Some cases can be brought in England/ Wales involving skiing or snowboarding accidents and they often will be subject to the normal principles of negligence insofar as the claimant would need to prove a duty of care existed, that this duty was breached and that the breach caused the harm. The duty of care in this context affects all parties, so the organisation in charge of the slope and anybody using it will have a degree of responsibility for the safety of others. In England and Wales, the courts will usually consider the facts of a case based upon an interpretation of the rules of the slope.
To highlight the complexities of bringing a case involving an accident that occurred on a foreign slope, there are a number of issues to keep in mind. First, the rules of a slope will vary from one to the next in many countries. North America and Europe have codified systems (YRC and FIS respectively). Statute law might also be a consideration, whilst jurisdictional issues are often relevant; for example, if an English skier is injured by a Canadian snowboarder on an Italian slope there may be a choice of jurisdiction – a choice that would likely hinge on legal costs, the amount of damages available and the recoverability of an insurer’s outlay.

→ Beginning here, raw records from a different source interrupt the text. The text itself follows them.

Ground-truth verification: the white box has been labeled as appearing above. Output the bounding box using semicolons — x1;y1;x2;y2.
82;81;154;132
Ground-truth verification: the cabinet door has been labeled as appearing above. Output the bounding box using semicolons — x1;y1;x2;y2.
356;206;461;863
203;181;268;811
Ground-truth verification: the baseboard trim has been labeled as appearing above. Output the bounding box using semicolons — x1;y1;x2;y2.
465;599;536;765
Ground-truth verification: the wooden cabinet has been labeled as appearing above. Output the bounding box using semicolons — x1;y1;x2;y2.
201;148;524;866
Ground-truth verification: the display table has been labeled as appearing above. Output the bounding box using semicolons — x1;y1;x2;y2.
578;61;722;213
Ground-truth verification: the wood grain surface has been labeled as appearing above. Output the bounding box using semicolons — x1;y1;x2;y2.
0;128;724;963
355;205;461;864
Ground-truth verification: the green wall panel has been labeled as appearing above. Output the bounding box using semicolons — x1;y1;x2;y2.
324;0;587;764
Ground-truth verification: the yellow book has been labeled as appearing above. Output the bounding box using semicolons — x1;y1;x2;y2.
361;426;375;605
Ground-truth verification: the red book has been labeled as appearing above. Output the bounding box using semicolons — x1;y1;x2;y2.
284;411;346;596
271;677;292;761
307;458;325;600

The substantive law of the area in which the accident occurred would also need to be applied by an English court in accordance with Part III of the Private International Law (Miscellaneous Provisions) Act 1995. For instance, under article 1384 of the French civil code, the burden of proof moves from the claimant to the defendant where the claimant has established that the accident occurred and contact between the two skiers was made. In this example, the defendant would then be required to prove that the claimant was wholly to blame for the accident in order to escape liability.
Compensation for defective equipment may be made under statutes such as the Sales of Goods Act 1979, whilst tour operators may also be liable under the Package Travel, Package Holidays and Package Tours Regulations 1992. Ski slope operators are only likely to be held liable for an accident if they were to blame for a ski lift fault or provided an inaccurate piste report. In any case, it is essential that professional legal representation is sought immediately after a skiing accident as the process of claiming compensation can be fraught with complications.